Il presidente cinese Xi Jinping ha annunciato in un discorso alle Nazioni Unite di impegnarsi affinché il proprio Paese possa raggiungere la neutralità carbonica, equilibrio tra le emissioni e l’assorbimento di carbonio, entro il 2060, e il picco delle emissioni prima del 2030.
Si tratta dello stesso obiettivo che anche l’Unione Europea si è posta per il 2050, nel contesto dell’impegno derivante dall’Accordo di Parigi, e per raggiungere il quale esiste già un piano d’azione chiamato Green Deal Europeo, presentato nel 2019.
Per la Cina, però, la neutralità climatica rappresenta una sfida particolarmente ambiziosa. Si tratta del Paese che emette da solo il 28% delle emissioni di gas serra nel mondo, quasi il doppio rispetto alla superpotenza seconda in classifica, gli Stati Uniti. Inoltre, la Cina soddisfa il 58% del proprio fabbisogno energetico tramite il carbone, che costituisce anche il 66% della produzione di energia elettrica. Il carbone dà lavoro a 3,5 milioni di cinesi, le lobby spingono per continui investimenti nel settore e la capacità produttiva delle centrali a carbone continua a crescere: nel 2019 la Cina ha continuato a costruire centrali incrementando la produzione del 3,8%, e altre centrali sono tuttora in costruzione.
Come diventerà carbon neutral la Cina e a che costo?
Un piano dettagliato di come la Cina intende raggiungere l’obiettivo della neutralità climatica è quindi fondamentale, e ci si attende che con il prossimo Five-Years-Plan 2021-2025 i dettagli vengano chiariti.
Sicuramente la riduzione della dipendenza da carbone è la sfida e l’opportunità più grande, a cui andranno affiancati investimenti sempre maggiori sulle energie rinnovabili quali il fotovoltaico e l’eolico, e sulla mobilità elettrica, in cui la Cina è già leader mondiale.
La Sanford C. Bernstein & Co ha stimato che una transizione della Cina alle emissioni zero in poche decine di anni potrebbe costare intorno ai $5,5 mila miliardi, mentre i ricercatori della Tsinghua University hanno presentato una road map a 30 anni, per un costo totale di $15 mila miliardi, per la dismissione completa dell’utilizzo di carbone entro il 2050, grazie all’intenso aumento delle rinnovabili e del nucleare, e la conversione all’elettrico per l’80% del consumo energetico cinese entro il 2060.
Tra le principali perplessità riguardo alla notizia c’è che la data target dell’accordo di Parigi per la riduzione del riscaldamento climatico è il 2050, quindi la Cina partirebbe già con 10 anni di ritardo.
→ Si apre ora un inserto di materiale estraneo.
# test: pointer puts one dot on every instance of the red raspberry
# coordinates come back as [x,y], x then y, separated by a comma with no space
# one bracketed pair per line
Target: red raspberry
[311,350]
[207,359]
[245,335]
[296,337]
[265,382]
Gli investimenti cinesi nel settore del carbone sono ingenti, e a fronte dei sempre più numerosi impianti appena costruiti o in via di costruzione che dovrebbero essere riqualificati, ci si chiede se davvero la Cina riuscirà a indirizzare gli interessi economici verso soluzioni più sostenibili.
Inoltre, l’annuncio giunge in un momento in cui il clima è sempre più al centro del dibattito politico e delle attenzioni degli investitori, mentre gli USA di Donald Trump si disinteressano del tema e addirittura si ritirano dall’accordo di Parigi: per Xi Jinping la dichiarazione di un impegno a lungo termine può rappresentare un passo strategico verso la leadership politica della questione climatica.
La speranza
La notizia sembra comunque esser stata ben accolta dalla comunità scientifica, che riconosce come l’impegno della potenza cinese sia fondamentale affinché tutti gli altri Paesi seguano la direzione delle emissioni zero.
E qualcosa in più delle semplici dichiarazioni sembra già muoversi anche in Cina: la Asian Infrastructure Investment Bank, di matrice cinese, ha recentemente annunciato che non finanzierà più alcun progetto che sia relativo al carbone.
La speranza che la Cina possa davvero frenare il suo impatto sul pianeta è condivisa da molti, tanto più se si considera che finora le emissioni cumulative prodotte dalla Cina sono la metà di quelle attribuibili agli Stati Uniti nei secoli passati: il 25% delle emissioni dal 1750 ad oggi proviene dagli USA e solo il 12,5% dalla Cina, che forse è ancora in tempo per limitare il danno.